Pourquoi ce ne sont pas toujours les plus compétents qui sont promus (site d'information : le temps.ch).


Dans un monde idéal, le vrai mérite devrait être la seule qualification pour un poste. Dans les faits, d’autres considérations entrent en jeu, telles que la confiance en soi, l’art de patienter et le réseautage.

Extraits :

"Il en résulte qu’avec le temps, tout poste est inévitablement occupé par un employé incapable d’en assumer la responsabilité. En d’autres termes, les postes ne sont pas distribués en fonction des talents individuels. Ils échoient à ceux qui patientent."

"Une personne à l’air assuré est souvent perçue comme compétente."
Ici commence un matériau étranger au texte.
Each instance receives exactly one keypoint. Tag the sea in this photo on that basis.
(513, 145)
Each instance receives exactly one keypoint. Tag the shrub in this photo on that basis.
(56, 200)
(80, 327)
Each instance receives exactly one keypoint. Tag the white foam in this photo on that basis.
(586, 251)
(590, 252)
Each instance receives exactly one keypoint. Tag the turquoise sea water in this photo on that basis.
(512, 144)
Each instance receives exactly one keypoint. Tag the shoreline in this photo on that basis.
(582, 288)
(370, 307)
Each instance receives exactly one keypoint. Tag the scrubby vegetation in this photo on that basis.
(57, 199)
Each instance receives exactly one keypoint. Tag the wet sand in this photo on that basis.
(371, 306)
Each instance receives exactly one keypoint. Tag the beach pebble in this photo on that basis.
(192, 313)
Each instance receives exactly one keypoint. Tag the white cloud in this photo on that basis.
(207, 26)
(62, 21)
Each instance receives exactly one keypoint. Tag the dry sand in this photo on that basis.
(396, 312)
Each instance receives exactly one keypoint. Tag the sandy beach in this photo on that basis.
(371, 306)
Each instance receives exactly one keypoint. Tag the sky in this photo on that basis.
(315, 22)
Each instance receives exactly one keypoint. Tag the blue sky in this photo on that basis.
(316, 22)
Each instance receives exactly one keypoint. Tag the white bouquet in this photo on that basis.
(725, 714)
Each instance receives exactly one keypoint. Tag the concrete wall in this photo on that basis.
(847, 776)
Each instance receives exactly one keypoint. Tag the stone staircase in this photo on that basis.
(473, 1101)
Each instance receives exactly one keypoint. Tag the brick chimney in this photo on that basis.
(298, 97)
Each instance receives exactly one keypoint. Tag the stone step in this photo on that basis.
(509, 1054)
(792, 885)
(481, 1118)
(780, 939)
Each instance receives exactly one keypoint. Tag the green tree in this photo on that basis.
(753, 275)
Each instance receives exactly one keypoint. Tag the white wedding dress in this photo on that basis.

"On peut s’apercevoir que le mérite scolaire n’est pas automatiquement reconnu et valorisé dans la vie sociale et professionnelle.» Les amitiés, les affinités électives, la naissance et d’autres critères encore pèsent parfois plus lourds que les études."


"Le mythe selon lequel il faut travailler avec acharnement pour avancer dans sa carrière a cependant la vie dure. En réalité, personne n’a jamais été promu à force de travail, assure la spécialiste des comportements au travail Lois Frankel. "

"Les meilleurs managers veulent engager des personnes plus intelligentes qu’eux car elles les pousseront à trouver de meilleures idées et solutions aux problèmes. Ils ont en outre suffisamment confiance en leurs propres capacités pour ne pas avoir à s’inquiéter qu’un employé les éclipse.» Ou, comme le dit de façon imagée Steve Jobs, «les joueurs de ligue 1 recrutent des joueurs de ligue 1, les joueurs de ligue 2 recrutent des joueurs de ligue 3.».

"Ainsi, Dilbert, le personnage de bande dessinée créé par Scott Adams, s’exclame avec humour que «les gens les moins compétents sont systématiquement affectés aux postes sur lesquels ils risquent de causer le moins de dégâts: ceux de managers.».